Time-series data files for sensors collecting one-dimensional data are described here (i.e., every time-stamped data record refers to a value at a single point in space). This definition may include instruments on mobile platforms such as Wally (a crawler in Barkley Canyon) or the Vertical Profiling System (VPS), for more information see the mobile device page. However, gridded data from instruments like multibeam sonar and echosounders are excluded. For data searches defined by location and data source, (e.g. CTD at Folger Deep), new files will not be made if the device contributing the data is modified, (i.e. if the CTD is swapped for another). For data searches defined by instrument type, (e.g. CTD 10600), if the device is moved (e.g. from MTC to Folger Deep), new files will be made.
Four formats of Time Series Scalar Data are currently offered: CSV (comma-separated variables), JSON (javascript object notation), ODV (Ocean Data View) and MAT (matlab). CSV, JSON and ODV are text format files readable by any text editor or text-reading capable software. MAT format files are readable by Mathworks Matlab. A prototype NetCDF format exists but is not yet offered to all users. NetCDF is also available from our ERDDAP server. User requests for additional formats will be seriously considered (we're always happy to help), please contact us.
Oceans 3.0 API filter: dataProductCode=TSSD
See New Features Release Notes for more updates
Applies to JSON format files only.
This data is available in CSV, JSON, ODV and MAT formats, plus a prototype netCDF format that is only accessible for internal users. Content descriptions and example files are provided below. A new file is started whenever an instrument has new coordinates (lat, lon, depth). See the mobile device page to see how these data products handle data from mobile devices.

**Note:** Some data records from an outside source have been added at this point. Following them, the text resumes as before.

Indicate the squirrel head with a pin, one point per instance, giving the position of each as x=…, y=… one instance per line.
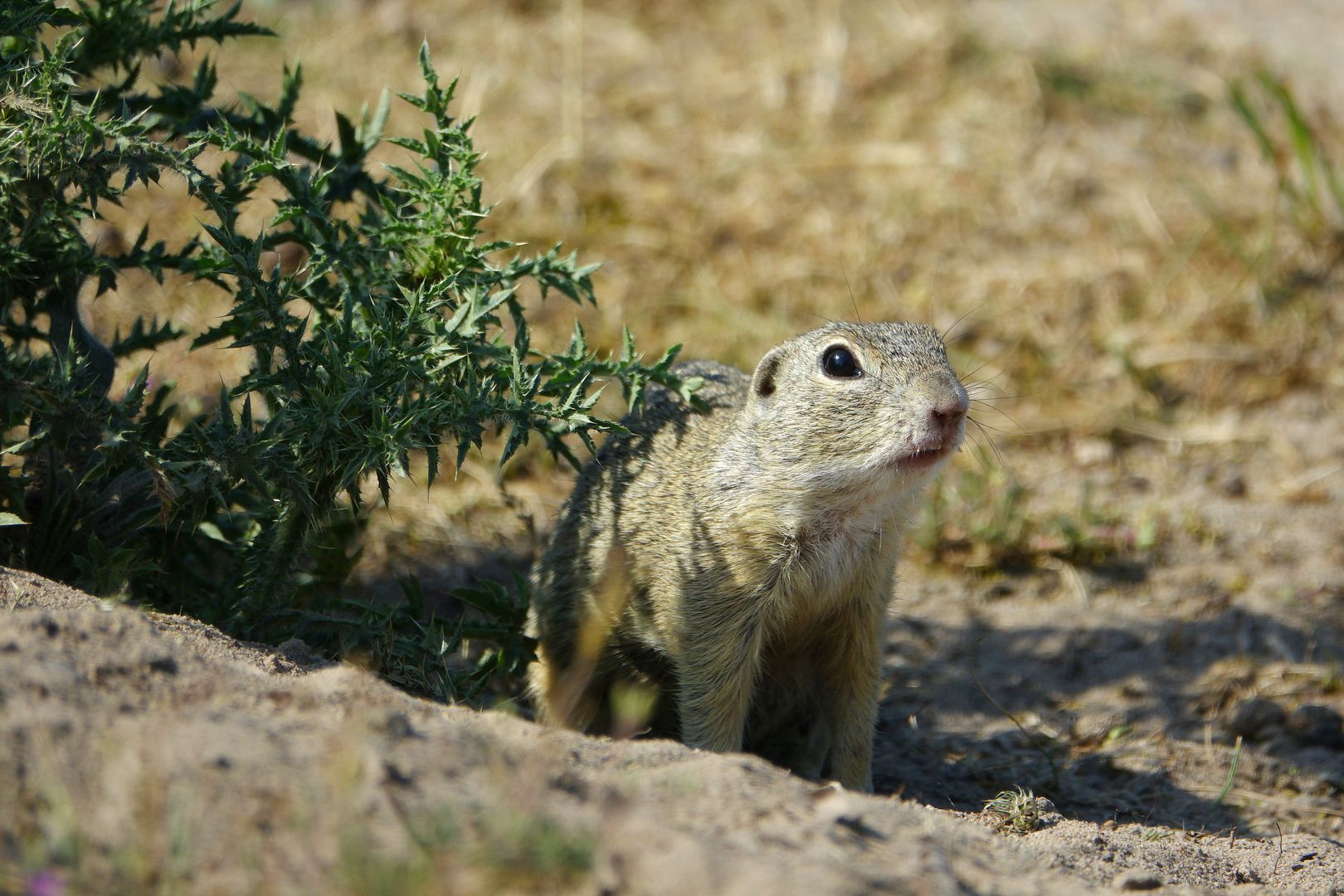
x=849, y=406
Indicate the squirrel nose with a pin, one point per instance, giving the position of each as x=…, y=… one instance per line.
x=947, y=412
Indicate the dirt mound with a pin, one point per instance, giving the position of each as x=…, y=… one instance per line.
x=147, y=751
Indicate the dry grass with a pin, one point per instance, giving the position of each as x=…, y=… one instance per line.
x=749, y=169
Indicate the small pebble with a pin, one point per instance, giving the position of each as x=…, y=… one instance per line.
x=1137, y=880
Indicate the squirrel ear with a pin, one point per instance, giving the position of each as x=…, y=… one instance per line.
x=762, y=382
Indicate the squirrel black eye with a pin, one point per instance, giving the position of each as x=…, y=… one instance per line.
x=840, y=362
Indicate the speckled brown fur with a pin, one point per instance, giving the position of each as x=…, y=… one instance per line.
x=739, y=562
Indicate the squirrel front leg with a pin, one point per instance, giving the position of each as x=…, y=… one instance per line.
x=717, y=674
x=854, y=674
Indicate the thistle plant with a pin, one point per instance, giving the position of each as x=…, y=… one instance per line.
x=413, y=336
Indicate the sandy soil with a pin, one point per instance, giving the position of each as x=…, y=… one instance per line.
x=158, y=754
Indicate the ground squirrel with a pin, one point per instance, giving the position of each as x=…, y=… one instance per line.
x=737, y=564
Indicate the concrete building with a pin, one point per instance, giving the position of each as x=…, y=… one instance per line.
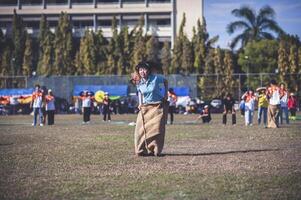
x=161, y=17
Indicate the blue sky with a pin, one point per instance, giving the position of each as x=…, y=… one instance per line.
x=218, y=16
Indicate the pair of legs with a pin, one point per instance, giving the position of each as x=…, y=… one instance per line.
x=262, y=112
x=273, y=112
x=233, y=116
x=171, y=110
x=50, y=117
x=249, y=116
x=86, y=114
x=283, y=110
x=36, y=112
x=106, y=111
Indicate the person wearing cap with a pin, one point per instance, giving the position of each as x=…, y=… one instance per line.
x=36, y=104
x=262, y=106
x=229, y=108
x=249, y=99
x=283, y=104
x=153, y=106
x=205, y=114
x=50, y=107
x=106, y=107
x=86, y=106
x=273, y=95
x=172, y=99
x=292, y=105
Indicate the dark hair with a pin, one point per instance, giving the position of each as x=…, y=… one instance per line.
x=143, y=65
x=273, y=82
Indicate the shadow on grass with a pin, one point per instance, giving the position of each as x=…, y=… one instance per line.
x=219, y=153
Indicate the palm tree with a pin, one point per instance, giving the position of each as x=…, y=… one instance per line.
x=253, y=27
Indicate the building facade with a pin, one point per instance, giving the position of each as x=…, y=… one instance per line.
x=161, y=17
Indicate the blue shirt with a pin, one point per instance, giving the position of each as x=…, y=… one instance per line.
x=151, y=89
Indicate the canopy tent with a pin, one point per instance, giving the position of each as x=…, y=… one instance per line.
x=16, y=92
x=113, y=90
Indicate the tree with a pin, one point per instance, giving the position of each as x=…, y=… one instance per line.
x=6, y=58
x=187, y=58
x=261, y=57
x=228, y=72
x=101, y=52
x=178, y=48
x=88, y=53
x=166, y=58
x=63, y=46
x=139, y=49
x=218, y=61
x=293, y=69
x=254, y=27
x=27, y=59
x=152, y=49
x=283, y=62
x=45, y=65
x=18, y=38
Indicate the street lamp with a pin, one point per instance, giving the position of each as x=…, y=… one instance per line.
x=248, y=66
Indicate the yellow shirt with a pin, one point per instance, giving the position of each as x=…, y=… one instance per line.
x=263, y=101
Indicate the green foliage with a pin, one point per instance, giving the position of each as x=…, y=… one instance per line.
x=152, y=49
x=6, y=63
x=63, y=46
x=18, y=38
x=254, y=27
x=261, y=57
x=166, y=58
x=27, y=59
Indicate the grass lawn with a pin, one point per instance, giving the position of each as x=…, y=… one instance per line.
x=97, y=161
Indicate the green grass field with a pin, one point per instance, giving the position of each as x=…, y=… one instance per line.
x=97, y=161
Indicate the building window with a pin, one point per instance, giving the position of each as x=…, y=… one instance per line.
x=82, y=1
x=159, y=1
x=8, y=2
x=105, y=23
x=56, y=2
x=31, y=2
x=108, y=1
x=133, y=1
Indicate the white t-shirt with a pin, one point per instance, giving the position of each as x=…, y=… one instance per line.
x=86, y=102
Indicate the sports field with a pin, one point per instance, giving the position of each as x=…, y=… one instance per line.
x=97, y=161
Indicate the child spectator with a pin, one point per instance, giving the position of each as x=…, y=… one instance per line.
x=229, y=108
x=106, y=108
x=262, y=106
x=50, y=107
x=292, y=105
x=172, y=99
x=249, y=107
x=205, y=114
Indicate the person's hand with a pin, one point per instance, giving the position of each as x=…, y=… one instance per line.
x=135, y=78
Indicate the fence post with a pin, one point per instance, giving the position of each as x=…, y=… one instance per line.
x=239, y=89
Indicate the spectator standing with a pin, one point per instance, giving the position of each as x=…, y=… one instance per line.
x=292, y=105
x=283, y=104
x=106, y=107
x=262, y=106
x=249, y=107
x=50, y=107
x=172, y=99
x=36, y=104
x=273, y=94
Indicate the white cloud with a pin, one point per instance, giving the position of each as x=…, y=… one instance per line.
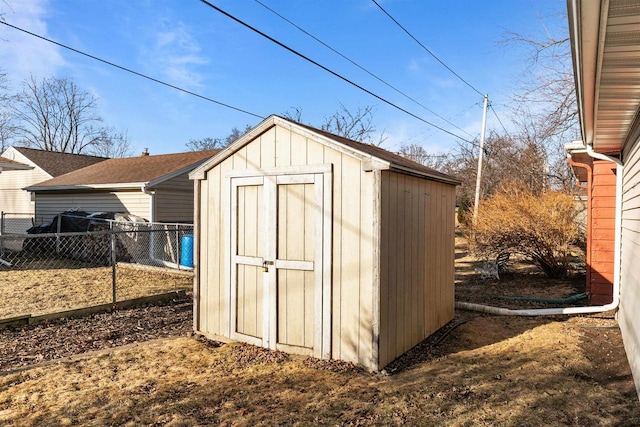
x=22, y=54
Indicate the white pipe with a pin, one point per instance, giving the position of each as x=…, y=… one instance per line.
x=616, y=266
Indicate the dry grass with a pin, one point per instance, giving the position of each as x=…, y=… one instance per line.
x=489, y=371
x=52, y=290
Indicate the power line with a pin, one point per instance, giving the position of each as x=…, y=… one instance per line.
x=306, y=58
x=499, y=121
x=133, y=72
x=359, y=66
x=426, y=49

CSV-formatted data files can be opened with Microsoft Excel, Ocean Data View, R, SPSS, Minitab, Matlab, text editors or any other software capable of reading delimited text files. Each file is limited to a maximum of 1 million records.
Files are divided into sections for metadata and data. All non-data entries are preceded by the pound sign (#). Sub-sections are delimited by dashed-lines. Each section and its contents are described here, and a sample can be found below.
Origin Section
Location Section
Device Section
Data Section
EXAMPLE FILE: CambridgeBay_UnderwaterNetwork_ConductivityTemperatureDepth_20180701T000000Z_20180701T005958Z-NaN_clean.csv
Oceans 3.0 API filter: extension=csv
When the 'Fill data gaps with NaNs (Not A Number)' is selected, the time series scalar data products add lines of NaNs for missing samples or empty resample periods to fill the gap in the data, as described in the data gaps section.
For example, a regular Time Series Scalar CSV file for an instrument with 4 sensors might contain the following for an instrument with a one second sampling period: (QAQC flags are excluded for this example)
20120206T000000.000Z,45.34,0.01,NaN,2543 20120206T000001.001Z,45.53,0.01,NaN,2542 20120206T000006.045Z,46.01,0.01,NaN,2541 |
while the same data for a CSV with NaNs would contain the following
20120206T000000.000Z,45.34,0.01,NaN,2543 20120206T000001.001Z,45.53,0.01,NaN,2542 20120206T000002.001Z,NaN,NaN,NaN,NaN 20120206T000003.001Z,NaN,NaN,NaN,NaN 20120206T000004.001Z,NaN,NaN,NaN,NaN 20120206T000005.001Z,NaN,NaN,NaN,NaN 20120206T000006.045Z,46.01,0.01,NaN,2541 |
In the first example, there was a data gap of four sample periods between the second and third lines. This shows up in the CSV with NaNs as four lines of NaNs. In both cases, NaNs was written into the fourth column. This is because no data was found for that sensor for any of the timestamps.
This data product was created for users that are opening their CSV data within an application that requires the NaN-valued time stamps in order to graph the data properly.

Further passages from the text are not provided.